3. Originally Posted by Plato
What is the initial set for this mapping?
It appears that you are mapping the even integers to the integers.
Is that correct?
I am suppose to come up with a function that maps positive even integers to integers and then show it is one to one and onto

4. Originally Posted by Relmiw
I am suppose to come up with a function that maps positive even integers to integers and then show it is one to one and onto
Well then, in the future please post complete in details.
Suppose $\dfrac{a-2}{4}=\dfrac{-b}{4}$.
That means $a=2n$ where $n$ is a positive odd.
And $b=2m$ where $m$ is positive even.
But that leads to $n=1-m$. Is that possible?

5. Originally Posted by Plato
Well then, in the future please post complete in details.
Suppose $\dfrac{a-2}{4}=\dfrac{-b}{4}$.
That means $a=2n$ where $n$ is a positive odd.
And $b=2m$ where $m$ is positive even.
But that leads to $n=1-m$. Is that possible?
I'm not sure where you're getting that a = 2n where n is a positive odd and that b = 2m where m is a positive even.

Wouldn't a = 2 - b where b is a positive odd and b = a - 2 where a is a positive even from simplifying (a-2)/4 = -b/4?

6. Originally Posted by Relmiw
I'm not sure where you're getting that a = 2n where n is a positive odd and that b = 2m where m is a positive even.
I am getting it from the definition of your function.
You wrote the function.
I am showing the one case that you said you could not.
In order for $\dfrac{a}{2}$ to be odd, it is necessary that $a=2n$ where $n$ is a positive odd.

7. Originally Posted by Plato
I am getting it from the definition of your function.
You wrote the function.
I am showing the one case that you said you could not.
In order for $\dfrac{a}{2}$ to be odd, it is necessary that $a=2n$ where $n$ is a positive odd.
Ok, I think I'm understanding your post about n = 1 - m now.
This is not possible as n will be a negative integer for all m.

But, this does not actually mean that the function is not one-to-one because we just showed f(a) /= f(b) if one is even and one is odd (a /= b).

So basically, f(a) = f(b) implies a = b for both even and both odd.

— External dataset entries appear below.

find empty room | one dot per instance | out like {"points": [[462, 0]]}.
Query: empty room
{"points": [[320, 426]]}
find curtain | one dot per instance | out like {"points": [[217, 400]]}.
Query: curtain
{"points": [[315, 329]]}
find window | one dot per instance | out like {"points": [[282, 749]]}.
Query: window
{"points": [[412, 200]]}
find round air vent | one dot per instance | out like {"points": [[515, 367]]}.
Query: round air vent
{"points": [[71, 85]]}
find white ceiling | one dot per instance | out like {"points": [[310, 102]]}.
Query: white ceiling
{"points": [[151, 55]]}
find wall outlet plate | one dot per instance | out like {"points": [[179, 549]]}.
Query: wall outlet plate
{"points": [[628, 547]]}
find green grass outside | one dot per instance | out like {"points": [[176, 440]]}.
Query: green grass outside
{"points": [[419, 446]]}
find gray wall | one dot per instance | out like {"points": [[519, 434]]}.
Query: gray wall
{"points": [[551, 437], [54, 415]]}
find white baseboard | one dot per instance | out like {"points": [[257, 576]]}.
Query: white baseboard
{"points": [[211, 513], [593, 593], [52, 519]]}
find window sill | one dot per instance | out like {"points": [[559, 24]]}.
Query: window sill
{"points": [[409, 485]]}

For one of each, neither are true so that also maintains it is one-to-one. I believe.

8. You function is one-to-one.
Can you prove that it is onto?

9. Thank you for your help so far.

I would try to show this is onto by showing that each individual piece is onto.
First, (x-2)/4 if x/2 is odd

so, f(e) = (e - 2) / 4
y = (e - 2) / 4
e = 4y - 2

Now i must show that for all y in Z, e is a positive even initeger. I'm thinking 4y - 2 ==> 2(2k - 2) ==> 2(g) g in Z.
The only problem is this only shows e is even, not positive.

similarly, for -x/4 if x/2 is even.
y = -e / 4
e = -4y.

Now i must show that for all y in Z, e is a positive even integer. I'm thinking -4y ==> 2(-2k) ==> 2(g), g in Z.
But again, this doesn't mean e is positive.